What’s the point of reforesting a farm? It’s below the surface. Ahuja says a viable produce harvest comes from soil composed of at least 6 percent organic matter.

“We did our soil test recently,” Ahuja says. “On average, our organic fields were above 8 percent, but our agroforestry beds were 18 to 22 percent organic matter. So that shows you agroforestry has the power to regenerate the soil. We’re seeing proof from the lab report.”

Regenerative farming

Ahuja and Rasmussen frequently speak of “healing the land” when they talk about their holistic farming approach, which incorporates a host of techniques to rebuild an ecosystem down in the dirt. Citrus trees covered the 26 acres of Gamble Creek Farms for more than 40 years, and like any monoculture (where only one crop is cultivated) this degraded the land’s fertility while it increased all the growing things’ susceptibility to pests and disease. Disruption of the natural ecosystem drove out many pollinator species that contributed to fruit production.

“It seems like, day to day, we see an increase in complex pollinators,” Rasmussen says. “Every week, we see new species that we’ve never seen before. We see a progression in the size of larger animal species. “It really is complexifying by the day.”

Real Organic

A little over 1,000 farms in the United States can claim Real Organic certification, with just six in the state of Florida. Gamble Creek Farms joined the Real Organic ranks last July. The Real Organic Project designates itself as more than “another certification,” rather a “farmer-led rebellion against the industrial co-option of organic principles” with standards that expand on USDA Organic requirements to “represent a profound commitment to holistic farming that goes far beyond checkbox compliance.” The Real Organic mandate that crops grow in living soil (not hydroponic systems or sterile substrate containers) illustrates the movement’s first core value: soil health. Another core value, farmworker welfare, is essential to the culture at Gamble Creek Farms.
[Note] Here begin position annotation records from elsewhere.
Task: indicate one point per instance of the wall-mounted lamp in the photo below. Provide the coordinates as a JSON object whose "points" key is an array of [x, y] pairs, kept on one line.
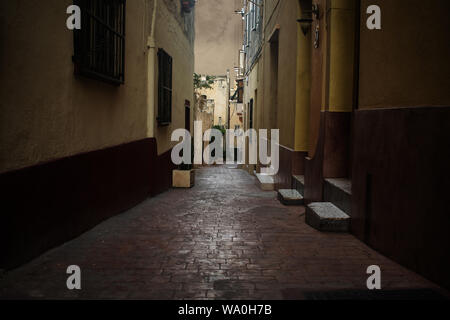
{"points": [[307, 18]]}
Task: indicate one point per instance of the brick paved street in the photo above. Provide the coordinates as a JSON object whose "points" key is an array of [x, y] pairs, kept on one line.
{"points": [[224, 238]]}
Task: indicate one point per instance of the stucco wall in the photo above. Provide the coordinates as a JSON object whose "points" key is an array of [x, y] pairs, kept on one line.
{"points": [[170, 36], [280, 113], [219, 93], [406, 63], [45, 111]]}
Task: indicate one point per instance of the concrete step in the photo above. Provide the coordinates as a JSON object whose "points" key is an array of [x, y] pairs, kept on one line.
{"points": [[325, 216], [266, 182], [290, 197], [339, 192], [298, 183]]}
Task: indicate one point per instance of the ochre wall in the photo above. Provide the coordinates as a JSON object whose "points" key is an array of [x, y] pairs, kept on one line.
{"points": [[407, 62], [280, 114], [46, 112], [171, 37]]}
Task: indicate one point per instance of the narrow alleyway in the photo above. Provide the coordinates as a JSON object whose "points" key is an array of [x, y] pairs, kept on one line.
{"points": [[224, 238]]}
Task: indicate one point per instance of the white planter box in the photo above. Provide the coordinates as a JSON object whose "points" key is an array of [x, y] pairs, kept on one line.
{"points": [[183, 178]]}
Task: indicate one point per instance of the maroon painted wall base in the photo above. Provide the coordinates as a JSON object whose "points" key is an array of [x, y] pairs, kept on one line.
{"points": [[46, 205], [400, 183]]}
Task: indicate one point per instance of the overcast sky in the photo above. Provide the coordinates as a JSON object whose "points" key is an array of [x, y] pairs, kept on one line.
{"points": [[218, 36]]}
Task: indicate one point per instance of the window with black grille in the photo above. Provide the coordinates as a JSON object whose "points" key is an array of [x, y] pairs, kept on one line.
{"points": [[164, 88], [100, 43]]}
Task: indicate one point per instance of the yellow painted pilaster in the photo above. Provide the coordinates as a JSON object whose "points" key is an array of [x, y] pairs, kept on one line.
{"points": [[303, 90], [341, 55]]}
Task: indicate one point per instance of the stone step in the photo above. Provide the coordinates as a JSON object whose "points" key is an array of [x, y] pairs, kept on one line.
{"points": [[298, 183], [339, 192], [325, 216], [266, 182], [290, 197]]}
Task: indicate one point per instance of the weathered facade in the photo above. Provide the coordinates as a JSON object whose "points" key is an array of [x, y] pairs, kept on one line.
{"points": [[76, 149], [367, 107]]}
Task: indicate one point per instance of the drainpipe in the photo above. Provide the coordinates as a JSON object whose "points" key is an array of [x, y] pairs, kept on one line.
{"points": [[151, 75]]}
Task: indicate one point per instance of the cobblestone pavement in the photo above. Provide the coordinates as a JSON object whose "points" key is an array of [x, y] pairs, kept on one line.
{"points": [[222, 239]]}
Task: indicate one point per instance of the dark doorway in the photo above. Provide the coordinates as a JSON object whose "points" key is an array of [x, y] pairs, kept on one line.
{"points": [[187, 115], [250, 124]]}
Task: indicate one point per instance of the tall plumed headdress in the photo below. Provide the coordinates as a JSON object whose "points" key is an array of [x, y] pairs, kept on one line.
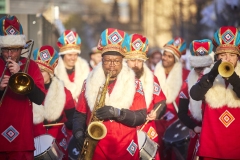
{"points": [[176, 46], [227, 39], [69, 42], [47, 58], [112, 40], [201, 53], [11, 32], [137, 47]]}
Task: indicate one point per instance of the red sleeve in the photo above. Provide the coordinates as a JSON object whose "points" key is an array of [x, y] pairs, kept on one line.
{"points": [[158, 94], [69, 104], [139, 99], [35, 73], [184, 91], [82, 105]]}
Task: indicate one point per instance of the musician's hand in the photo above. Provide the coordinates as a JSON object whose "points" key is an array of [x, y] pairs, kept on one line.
{"points": [[79, 136], [13, 66], [107, 112], [197, 129], [4, 82], [151, 116], [214, 71]]}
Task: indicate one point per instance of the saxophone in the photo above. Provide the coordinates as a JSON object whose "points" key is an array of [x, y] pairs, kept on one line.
{"points": [[96, 129]]}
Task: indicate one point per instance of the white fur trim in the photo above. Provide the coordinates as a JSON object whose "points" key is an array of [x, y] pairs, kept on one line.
{"points": [[194, 106], [172, 84], [53, 104], [12, 40], [38, 113], [147, 80], [55, 100], [81, 73], [218, 95], [201, 61], [123, 92], [70, 51], [169, 50]]}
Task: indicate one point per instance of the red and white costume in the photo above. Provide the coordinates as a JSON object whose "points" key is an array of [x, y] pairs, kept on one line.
{"points": [[16, 114], [57, 100], [125, 92], [221, 117]]}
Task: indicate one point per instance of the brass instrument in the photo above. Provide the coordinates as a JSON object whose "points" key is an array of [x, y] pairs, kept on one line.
{"points": [[226, 69], [21, 82], [96, 129]]}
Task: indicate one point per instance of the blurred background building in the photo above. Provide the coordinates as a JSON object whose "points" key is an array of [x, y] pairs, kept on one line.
{"points": [[158, 20]]}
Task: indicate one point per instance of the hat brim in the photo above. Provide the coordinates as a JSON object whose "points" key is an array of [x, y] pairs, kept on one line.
{"points": [[201, 61], [12, 41]]}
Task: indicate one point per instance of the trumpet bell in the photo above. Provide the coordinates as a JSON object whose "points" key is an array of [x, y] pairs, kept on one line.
{"points": [[226, 69], [97, 130], [21, 83]]}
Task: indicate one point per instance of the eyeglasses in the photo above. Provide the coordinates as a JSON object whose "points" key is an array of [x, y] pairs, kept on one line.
{"points": [[115, 62], [6, 50]]}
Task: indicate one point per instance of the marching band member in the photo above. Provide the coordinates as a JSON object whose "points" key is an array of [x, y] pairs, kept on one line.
{"points": [[219, 138], [190, 111], [125, 106], [171, 76], [71, 69], [95, 57], [58, 106], [137, 46], [16, 110]]}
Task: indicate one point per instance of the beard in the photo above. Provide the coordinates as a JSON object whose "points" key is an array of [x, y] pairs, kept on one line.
{"points": [[138, 72]]}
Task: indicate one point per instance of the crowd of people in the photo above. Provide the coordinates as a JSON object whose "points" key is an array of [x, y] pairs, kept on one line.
{"points": [[124, 104]]}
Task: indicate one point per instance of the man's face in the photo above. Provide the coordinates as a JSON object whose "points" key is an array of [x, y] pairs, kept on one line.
{"points": [[198, 70], [229, 57], [14, 53], [96, 57], [156, 58], [112, 63], [137, 66], [70, 60], [46, 76], [168, 59]]}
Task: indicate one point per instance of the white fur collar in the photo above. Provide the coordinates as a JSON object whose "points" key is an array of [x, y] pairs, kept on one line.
{"points": [[81, 73], [218, 95], [172, 84], [194, 106], [147, 80], [53, 104], [123, 92]]}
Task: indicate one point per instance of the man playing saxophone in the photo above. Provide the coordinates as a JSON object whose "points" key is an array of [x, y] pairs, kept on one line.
{"points": [[125, 106]]}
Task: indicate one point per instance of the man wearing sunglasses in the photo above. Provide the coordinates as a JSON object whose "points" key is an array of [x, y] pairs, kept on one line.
{"points": [[125, 106]]}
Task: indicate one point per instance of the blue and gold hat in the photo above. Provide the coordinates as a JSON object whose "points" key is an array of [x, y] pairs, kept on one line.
{"points": [[11, 32], [112, 40], [47, 58], [227, 39], [69, 42], [137, 47], [176, 46], [201, 53]]}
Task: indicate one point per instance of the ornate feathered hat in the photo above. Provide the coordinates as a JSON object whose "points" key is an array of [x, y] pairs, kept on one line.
{"points": [[137, 47], [201, 53], [227, 39], [69, 42], [176, 46], [112, 40], [11, 32], [47, 58]]}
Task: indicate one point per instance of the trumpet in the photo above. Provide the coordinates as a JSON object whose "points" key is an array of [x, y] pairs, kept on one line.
{"points": [[226, 69], [21, 82]]}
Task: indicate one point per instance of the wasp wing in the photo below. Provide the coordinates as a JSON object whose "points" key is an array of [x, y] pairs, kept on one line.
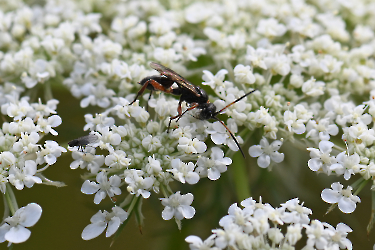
{"points": [[84, 140], [181, 82]]}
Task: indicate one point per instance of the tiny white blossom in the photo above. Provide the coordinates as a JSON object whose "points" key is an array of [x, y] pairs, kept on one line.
{"points": [[184, 172], [178, 206], [87, 160], [214, 80], [24, 176], [270, 27], [103, 187], [266, 152], [14, 228], [346, 165], [137, 184], [294, 124], [214, 166], [344, 197], [101, 220]]}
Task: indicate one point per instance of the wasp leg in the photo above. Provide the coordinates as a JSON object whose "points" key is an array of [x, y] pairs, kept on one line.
{"points": [[156, 85], [180, 113]]}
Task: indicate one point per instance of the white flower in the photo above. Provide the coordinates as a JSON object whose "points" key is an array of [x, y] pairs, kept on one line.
{"points": [[243, 74], [103, 187], [270, 27], [338, 236], [101, 220], [14, 229], [344, 198], [293, 233], [297, 213], [196, 243], [214, 80], [24, 176], [220, 135], [320, 158], [279, 64], [331, 65], [137, 184], [153, 166], [117, 159], [346, 165], [266, 152], [214, 166], [151, 143], [184, 172], [363, 34], [321, 129], [178, 206], [294, 124], [18, 110], [87, 160], [256, 57], [313, 88], [50, 152]]}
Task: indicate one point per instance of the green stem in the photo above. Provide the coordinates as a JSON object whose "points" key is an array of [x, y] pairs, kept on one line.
{"points": [[11, 199]]}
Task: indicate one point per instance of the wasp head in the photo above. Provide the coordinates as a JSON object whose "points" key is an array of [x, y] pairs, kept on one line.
{"points": [[208, 111]]}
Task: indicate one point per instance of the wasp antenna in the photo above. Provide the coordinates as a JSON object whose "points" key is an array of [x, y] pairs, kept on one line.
{"points": [[230, 104], [234, 138]]}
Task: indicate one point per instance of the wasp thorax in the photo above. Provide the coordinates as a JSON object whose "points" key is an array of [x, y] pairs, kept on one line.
{"points": [[208, 111]]}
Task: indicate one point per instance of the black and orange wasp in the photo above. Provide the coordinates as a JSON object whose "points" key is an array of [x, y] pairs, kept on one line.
{"points": [[193, 95]]}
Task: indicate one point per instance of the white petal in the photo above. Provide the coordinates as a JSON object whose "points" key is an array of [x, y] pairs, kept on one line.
{"points": [[187, 211], [326, 146], [187, 199], [54, 120], [113, 225], [195, 240], [3, 230], [93, 230], [346, 205], [192, 178], [264, 161], [89, 187], [213, 174], [167, 213], [17, 234], [255, 151], [330, 196], [314, 164], [99, 196], [32, 213], [218, 138], [50, 159], [277, 157]]}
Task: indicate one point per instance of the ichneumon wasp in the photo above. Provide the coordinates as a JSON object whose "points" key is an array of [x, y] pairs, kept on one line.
{"points": [[195, 96]]}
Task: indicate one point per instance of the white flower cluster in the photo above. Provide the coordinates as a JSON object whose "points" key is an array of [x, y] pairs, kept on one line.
{"points": [[311, 63], [23, 158], [261, 226], [154, 159]]}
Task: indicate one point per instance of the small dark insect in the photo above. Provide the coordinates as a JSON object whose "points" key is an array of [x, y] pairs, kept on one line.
{"points": [[83, 141], [195, 96]]}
“It’s also about taking care of the people who are cultivating the land,” Ahuja says. “I truly believe our amazing team is part of the reason why you see the abundance here. Of course, our practices are a big part of it, but the people who are doing it love their work, and they do it with so much passion that their energy is transferring into the produce.”

Keep an ear to the ground for these buzzwords in your own quest for the best in healthy foo—the kind of fare that nourishes a community and supports a thriving workforce. It’s good for the body and good for the soul.